Our framework for creating an interactive and visual analytics platform enables generalized development of applications to synthesize, model, and translate electronic health data, thereby enhancing clinical decision support and improving care and health outcomes for chronic diseases and disorders. A prospective implementation study is necessary to evaluate this tool’s effectiveness regarding increased communication, enhanced shared decision-making, and improved clinical outcomes for patients with CF.

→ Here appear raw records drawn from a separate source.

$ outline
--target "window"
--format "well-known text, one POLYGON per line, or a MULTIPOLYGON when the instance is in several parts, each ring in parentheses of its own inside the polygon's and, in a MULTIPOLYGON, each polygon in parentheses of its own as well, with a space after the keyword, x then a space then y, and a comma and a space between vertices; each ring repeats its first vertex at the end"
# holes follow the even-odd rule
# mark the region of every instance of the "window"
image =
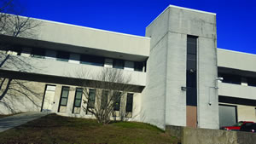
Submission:
POLYGON ((67 107, 67 100, 68 100, 68 93, 69 93, 69 87, 62 87, 61 95, 61 100, 60 100, 60 107, 59 107, 58 112, 60 112, 61 107, 67 107))
POLYGON ((102 108, 106 108, 108 107, 108 90, 102 90, 102 108))
POLYGON ((44 59, 45 55, 45 50, 40 48, 34 48, 32 51, 32 57, 44 59))
POLYGON ((124 69, 124 60, 113 60, 113 68, 124 69))
POLYGON ((197 38, 195 36, 187 36, 187 106, 197 106, 197 38))
POLYGON ((76 94, 75 94, 75 99, 74 99, 74 102, 73 102, 74 107, 81 107, 82 95, 83 95, 83 89, 81 88, 77 88, 76 94))
POLYGON ((134 62, 134 71, 143 72, 143 62, 134 62))
POLYGON ((93 66, 104 66, 104 58, 100 56, 94 56, 94 55, 83 55, 80 58, 81 64, 86 65, 93 65, 93 66))
POLYGON ((89 99, 87 103, 87 108, 94 108, 96 97, 96 89, 89 89, 89 99))
POLYGON ((247 78, 248 86, 256 86, 256 78, 247 78))
POLYGON ((69 53, 64 51, 57 52, 57 60, 68 61, 68 59, 69 59, 69 53))
POLYGON ((113 111, 119 111, 120 102, 121 102, 121 92, 114 92, 113 96, 114 96, 113 111))
POLYGON ((126 112, 132 112, 133 94, 127 94, 126 112))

Flexible link functions in a joint hierarchical Gaussian process model

Many longitudinal studies often require jointly modeling a biomarker and an event outcome, in order to provide more accurate inference and dynamic prediction of disease progression. Cystic fibrosis (CF) studies have illustrated the benefits of these models, primarily examining the joint evolution of lung-function decline and survival. We propose a novel joint model within the shared-parameter framework that accommodates nonlinear lung-function trajectories, in order to provide more accurate inference on lung-function decline over time and to examine the association between evolution of lung function and risk of a pulmonary exacerbation (PE) event recurrence. Specifically, a two-level Gaussian process (GP) is used to estimate the nonlinear longitudinal trajectories and a flexible link function is introduced for a more accurate depiction of the binary process on the event outcome. Bayesian model assessment is used to evaluate each component of the joint model in simulation studies and an application to longitudinal data on patients receiving care from a CF center. A nonlinear structure is suggested by both longitudinal continuous and binary evaluations. Including a flexible link function improves model fit to these data. The proposed hierarchical GP model with a flexible power link function where Laplace distribution is the baseline (spep) has the best fit of all joint models considered, characterizing how accelerated lung-function decline corresponds to increased odds of experiencing another PE.

Dynamic predictive probabilities to monitor rapid cystic fibrosis disease progression

Cystic fibrosis (CF) is a progressive, genetic disease characterized by frequent, prolonged drops in lung function. Accurately predicting rapid underlying lung-function decline is essential for clinical decision support and timely intervention. Determining whether an individual is experiencing a period of rapid decline is complicated due to its heterogeneous timing and extent, and error component of the measured lung function. We construct individualized predictive probabilities for "nowcasting" rapid decline. We assume each patient's true longitudinal lung function, S(t), follows a nonlinear, nonstationary stochastic process, and accommodate between-patient heterogeneity through random effects. Corresponding lung-function decline at time t is defined as the rate of change, S'(t). We predict S'(t) conditional on observed covariate and measurement history by modeling a measured lung function as a noisy version of S(t). The method is applied to data on 30 879 US CF Registry patients. Results are contrasted with a currently employed decision rule using single-center data on 212 individuals. Rapid decline is identified earlier using predictive probabilities than the center's currently employed decision rule (mean difference: 0.65 years; 95% confidence interval (CI): 0.41, 0.89). We constructed a bootstrapping algorithm to obtain CIs for predictive probabilities. We illustrate real-time implementation with R Shiny. Predictive accuracy is investigated using empirical simulations, which suggest this approach more accurately detects peak decline, compared with a uniform threshold of rapid decline. Median area under the ROC curve estimates (Q1-Q3) were 0.817 (0.814-0.822) and 0.745 (0.741-0.747), respectively, implying reasonable accuracy for both. This article demonstrates how individualized rate of change estimates can be coupled with probabilistic predictive inference and implementation for a useful medical-monitoring approach.